Svizzera

Nuova tappa nel progetto di aumento degli assegni familiari

Per contrastare l'inflazione, gli importi minimi dovrebbero essere aumentati di 50 franchi, passando a 250 franchi per gli assegni familiari e a 300 franchi per gli assegni di formazione
©CHRISTIAN BEUTLER
Ats
25.09.2025 15:07

La Confederazione ha avviato oggi la procedura di consultazione su una proposta di aumento degli assegni familiari. Per contrastare l'inflazione, gli importi minimi dovrebbero essere aumentati di 50 franchi, passando a 250 franchi per gli assegni familiari e a 300 franchi per gli assegni di formazione.

Il progetto fa seguito a un'iniziativa parlamentare del consigliere nazionale Marc Jost (PEV/BE), approvata di stretta misura lo scorso anno dalla commissione ad hoc del Consiglio nazionale e più nettamente da quella degli Stati.

Solo alcuni cantoni versano già assegni familiari di 250 franchi o più, quindi la maggior parte dei cantoni sarebbero chiamati a modificare le loro pratiche in caso l'iniziativa venisse attuata.

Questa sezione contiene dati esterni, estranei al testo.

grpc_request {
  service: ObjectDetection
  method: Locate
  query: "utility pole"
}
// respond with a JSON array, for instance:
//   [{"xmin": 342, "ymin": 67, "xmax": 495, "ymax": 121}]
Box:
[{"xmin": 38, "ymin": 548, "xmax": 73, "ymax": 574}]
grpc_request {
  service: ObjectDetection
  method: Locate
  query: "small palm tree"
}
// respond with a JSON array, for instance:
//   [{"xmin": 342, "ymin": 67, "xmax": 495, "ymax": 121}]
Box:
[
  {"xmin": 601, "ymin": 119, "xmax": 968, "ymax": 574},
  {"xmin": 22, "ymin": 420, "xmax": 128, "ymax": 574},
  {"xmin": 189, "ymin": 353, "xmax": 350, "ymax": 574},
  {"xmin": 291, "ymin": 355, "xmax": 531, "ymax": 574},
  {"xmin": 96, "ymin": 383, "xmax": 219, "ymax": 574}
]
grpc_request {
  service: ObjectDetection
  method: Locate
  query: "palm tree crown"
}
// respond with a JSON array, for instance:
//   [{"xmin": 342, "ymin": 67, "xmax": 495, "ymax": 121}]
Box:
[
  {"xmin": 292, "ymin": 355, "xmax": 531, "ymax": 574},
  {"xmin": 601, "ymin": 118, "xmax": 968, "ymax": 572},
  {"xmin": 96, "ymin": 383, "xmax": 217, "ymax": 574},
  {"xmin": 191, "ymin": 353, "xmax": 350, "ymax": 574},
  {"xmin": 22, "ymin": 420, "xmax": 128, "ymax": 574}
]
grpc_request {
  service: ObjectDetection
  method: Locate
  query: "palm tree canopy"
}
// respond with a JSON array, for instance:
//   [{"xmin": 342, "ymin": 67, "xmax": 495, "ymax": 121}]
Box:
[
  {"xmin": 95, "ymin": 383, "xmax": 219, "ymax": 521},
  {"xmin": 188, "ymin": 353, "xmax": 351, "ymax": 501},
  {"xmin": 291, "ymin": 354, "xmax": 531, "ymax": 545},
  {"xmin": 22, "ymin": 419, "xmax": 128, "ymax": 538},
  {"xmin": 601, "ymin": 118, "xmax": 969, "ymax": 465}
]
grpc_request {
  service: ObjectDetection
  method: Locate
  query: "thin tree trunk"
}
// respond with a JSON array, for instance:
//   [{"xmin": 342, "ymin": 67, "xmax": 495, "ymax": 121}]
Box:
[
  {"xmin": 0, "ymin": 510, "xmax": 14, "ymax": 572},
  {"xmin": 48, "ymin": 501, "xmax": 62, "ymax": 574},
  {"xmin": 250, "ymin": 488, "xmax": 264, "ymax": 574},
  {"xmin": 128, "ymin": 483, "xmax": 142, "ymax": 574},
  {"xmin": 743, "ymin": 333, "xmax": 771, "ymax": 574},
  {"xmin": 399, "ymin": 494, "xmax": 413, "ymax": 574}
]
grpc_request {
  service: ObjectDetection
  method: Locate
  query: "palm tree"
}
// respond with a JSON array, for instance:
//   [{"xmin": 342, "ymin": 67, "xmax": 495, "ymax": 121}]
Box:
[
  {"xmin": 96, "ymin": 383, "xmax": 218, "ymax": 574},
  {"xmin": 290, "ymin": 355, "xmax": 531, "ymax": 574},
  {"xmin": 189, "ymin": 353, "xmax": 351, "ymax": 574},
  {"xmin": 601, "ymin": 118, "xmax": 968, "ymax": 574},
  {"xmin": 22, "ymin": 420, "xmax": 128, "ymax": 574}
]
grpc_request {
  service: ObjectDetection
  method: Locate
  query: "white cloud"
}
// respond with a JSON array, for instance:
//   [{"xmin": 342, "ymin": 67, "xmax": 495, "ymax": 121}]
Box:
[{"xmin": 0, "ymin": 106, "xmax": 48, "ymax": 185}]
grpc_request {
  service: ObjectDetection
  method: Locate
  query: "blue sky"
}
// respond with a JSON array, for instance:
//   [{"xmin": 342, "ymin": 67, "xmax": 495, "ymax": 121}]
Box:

Secondo l'amministrazione, l'aumento degli importi minimi comporterebbe costi aggiuntivi di 563 milioni di franchi e richiederebbe un aumento dei contributi dei datori di lavoro.

La Confederazione rileva che il rincaro, insieme all'aumento degli affitti e dei premi dell'assicurazione malattia (non presi in considerazione nel calcolo dell'inflazione), ha causato di recente una perdita di potere d'acquisto per le famiglie.

La consultazione termina l'8 gennaio 2026.